L'intrigue nous entraine, au gré de la traque policière, dans une dérive d'état en état, vers l'est au départ de San Francisco, lieu du premier meurtre. C'est un véritable road movie littéraire dans une errance où le personnage de l'auto-stoppeur confiant, solidaire et serviable allégorise la part de hasard et d'aléatoire, au cours d'un périple interminable à travers le désert, les petites villes repliées sur elles-mêmes, les zones enneigées et hostiles, les villes balnéaires… Les véhicules du tueur, surnommées Mortmobile I et II jouent en effet un rôle important et symbolique dans le roman à la fois lieux de repli, instruments de survie et engins de mort.
Le récit est souvent onirique, hallucinatoire, en prise directe avec le « cinéma intérieur » du héros.

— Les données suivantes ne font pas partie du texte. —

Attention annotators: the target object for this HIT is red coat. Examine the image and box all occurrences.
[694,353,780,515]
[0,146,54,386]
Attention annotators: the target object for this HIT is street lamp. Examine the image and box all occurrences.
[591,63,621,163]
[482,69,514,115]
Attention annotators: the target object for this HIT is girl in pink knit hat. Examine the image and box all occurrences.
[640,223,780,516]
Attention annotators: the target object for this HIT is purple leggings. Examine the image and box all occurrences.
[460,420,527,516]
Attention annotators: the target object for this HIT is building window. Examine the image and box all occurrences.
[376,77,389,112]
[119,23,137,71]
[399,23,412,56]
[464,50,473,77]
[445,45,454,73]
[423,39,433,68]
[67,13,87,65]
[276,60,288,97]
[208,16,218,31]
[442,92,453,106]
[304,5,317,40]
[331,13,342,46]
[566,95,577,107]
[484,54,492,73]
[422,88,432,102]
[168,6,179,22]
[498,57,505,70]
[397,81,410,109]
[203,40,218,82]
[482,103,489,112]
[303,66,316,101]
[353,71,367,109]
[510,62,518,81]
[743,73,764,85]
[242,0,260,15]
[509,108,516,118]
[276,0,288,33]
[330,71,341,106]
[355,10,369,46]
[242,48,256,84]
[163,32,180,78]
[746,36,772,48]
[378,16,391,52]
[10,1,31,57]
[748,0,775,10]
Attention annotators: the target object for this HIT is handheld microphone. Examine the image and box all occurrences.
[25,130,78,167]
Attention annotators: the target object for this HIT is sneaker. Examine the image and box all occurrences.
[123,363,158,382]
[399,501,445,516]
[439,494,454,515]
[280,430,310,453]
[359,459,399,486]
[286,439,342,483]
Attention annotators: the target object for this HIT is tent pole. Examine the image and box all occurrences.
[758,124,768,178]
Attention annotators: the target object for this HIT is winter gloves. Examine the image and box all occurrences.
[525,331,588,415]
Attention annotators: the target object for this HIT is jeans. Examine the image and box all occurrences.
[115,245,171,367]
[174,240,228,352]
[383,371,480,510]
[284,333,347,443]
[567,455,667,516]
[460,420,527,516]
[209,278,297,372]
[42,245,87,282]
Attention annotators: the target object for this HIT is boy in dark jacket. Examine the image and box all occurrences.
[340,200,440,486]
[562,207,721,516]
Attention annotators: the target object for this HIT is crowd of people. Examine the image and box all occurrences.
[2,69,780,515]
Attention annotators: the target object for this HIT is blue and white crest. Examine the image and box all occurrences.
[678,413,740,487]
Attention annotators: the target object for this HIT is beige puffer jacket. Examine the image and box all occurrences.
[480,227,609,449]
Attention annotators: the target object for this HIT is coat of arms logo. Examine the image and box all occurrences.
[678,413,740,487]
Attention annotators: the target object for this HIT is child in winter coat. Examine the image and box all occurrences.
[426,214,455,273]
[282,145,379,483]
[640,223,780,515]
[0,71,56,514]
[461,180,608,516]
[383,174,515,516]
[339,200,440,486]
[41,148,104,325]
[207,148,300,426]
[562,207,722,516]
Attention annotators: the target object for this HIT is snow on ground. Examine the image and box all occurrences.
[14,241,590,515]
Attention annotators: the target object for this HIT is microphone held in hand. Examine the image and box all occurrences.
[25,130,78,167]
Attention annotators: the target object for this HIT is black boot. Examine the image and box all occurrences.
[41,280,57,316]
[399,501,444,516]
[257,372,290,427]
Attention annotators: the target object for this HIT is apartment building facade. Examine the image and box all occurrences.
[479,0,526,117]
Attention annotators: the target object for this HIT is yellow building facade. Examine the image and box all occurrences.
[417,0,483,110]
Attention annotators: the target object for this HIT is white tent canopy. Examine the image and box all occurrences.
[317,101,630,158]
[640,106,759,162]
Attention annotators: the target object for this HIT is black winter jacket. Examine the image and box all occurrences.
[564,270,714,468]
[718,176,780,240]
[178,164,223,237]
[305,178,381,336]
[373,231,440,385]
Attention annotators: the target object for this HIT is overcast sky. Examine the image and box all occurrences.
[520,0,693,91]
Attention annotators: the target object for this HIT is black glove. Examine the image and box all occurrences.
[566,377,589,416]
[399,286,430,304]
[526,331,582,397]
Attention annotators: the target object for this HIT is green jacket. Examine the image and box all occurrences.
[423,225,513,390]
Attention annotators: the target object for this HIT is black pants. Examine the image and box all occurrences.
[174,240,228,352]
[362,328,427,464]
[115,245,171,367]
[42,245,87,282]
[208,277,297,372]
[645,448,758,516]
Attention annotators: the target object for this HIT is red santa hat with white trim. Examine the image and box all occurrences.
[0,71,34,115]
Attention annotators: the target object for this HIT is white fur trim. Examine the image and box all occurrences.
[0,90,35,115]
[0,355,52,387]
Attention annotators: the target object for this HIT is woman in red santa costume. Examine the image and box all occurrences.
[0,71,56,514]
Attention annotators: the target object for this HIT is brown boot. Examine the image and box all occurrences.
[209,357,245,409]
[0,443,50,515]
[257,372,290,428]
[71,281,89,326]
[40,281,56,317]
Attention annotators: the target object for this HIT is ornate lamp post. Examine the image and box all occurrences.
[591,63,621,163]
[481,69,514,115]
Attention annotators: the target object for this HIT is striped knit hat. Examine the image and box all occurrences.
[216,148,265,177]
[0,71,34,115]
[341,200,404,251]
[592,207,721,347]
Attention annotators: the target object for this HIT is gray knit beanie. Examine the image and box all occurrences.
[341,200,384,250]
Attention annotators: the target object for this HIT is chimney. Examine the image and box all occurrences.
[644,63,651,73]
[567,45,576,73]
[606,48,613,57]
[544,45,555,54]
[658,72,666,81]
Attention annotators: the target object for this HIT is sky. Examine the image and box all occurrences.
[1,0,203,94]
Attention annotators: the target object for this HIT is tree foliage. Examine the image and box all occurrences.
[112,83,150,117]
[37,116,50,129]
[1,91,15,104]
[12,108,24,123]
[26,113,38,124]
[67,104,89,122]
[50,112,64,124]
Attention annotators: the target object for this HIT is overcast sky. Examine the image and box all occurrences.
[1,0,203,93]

C'est une lecture difficile ; certains passages sont des mises en scènes d'une grande violence, brutale et pulsionnelle : fantasmes sexuels, d'automutilation, atrocités qui sont en général suivies de séances d'interprétation lucides et raisonnées. le tueur peut aussi s'identifier à des supers héros de BD, développer une sorte d'immaturité proche du complexe de Peter Pan, notamment dans son incapacité à envisager une sexualité d'adulte. C'est un voyeur, un être narcissique, obsédé par la perfection physique.
Pour ce criminel emprisonné, l'écriture de son parcours sert à démontrer une forme de supériorité intellectuelle se manifestant hors de toute communication conventionnelle.
Le récit du tueur est entrecoupé d'articles de presse qui relatent les meurtres, de rapports de police et d'extraits du journal de Thomas Dusenberry, l'inspecteur du FBI chargé de l'affaire. Ce dernier se sent lié au criminel qu'il traque, ressent profondément le mal absolu qu'il incarne et ne se remettra jamais vraiment de cette enquête.
Dans l'univers habituel d'
Ellroy, marqué souvent par une virilité exacerbée, le culte des armes à feu, les pulsions sexuelles dévorantes, la domination des femmes, le racisme et l'homophobie, ce roman porte paradoxalement la question centrale de l'homosexualité et de la fascination qu'elle exerce. La rencontre de Plunkett avec un complice, une sorte de double maléfique, se produit dans ce contexte particulier.
Ce roman est très particulièrement dense.
James Ellroy nous livre avec
Un tueur sur la route sa vision d'une Amérique décadente, dans laquelle l'essor de la psychopathologie meurtrière est une métaphore des maux de la société ; il nous propose également une satire de la famille en tant que valeur de base ; enfin, il lui arrive de remettre en cause le fonctionnement de la police, institution souvent décrite en miroir du crime.
Personnellement, je préfère le titre américain de ce roman, Silent Terror. J'ai l'impression qu'il met davantage l'accent sur la part de mystère que garde le tueur au delà même de sa confession et du dénouement ; de plus, il véhicule mieux le discours pessimiste de l'auteur sur l'état moral et matériel de la société américaine, une ambiance faite de violence crapuleuse, de corruption et de pulsions criminelles.
Ce fut une lecture un peu difficile et laborieuse et je serais sans doute passée à côté de beaucoup de clés de lecture si je n'avais pas eu la chance d'avoir pu bénéficier d'une initiation à l'univers d'
Ellroy. Ce roman noir, par son côté analytique et presque philosophique s'adresse à des lecteurs avertis.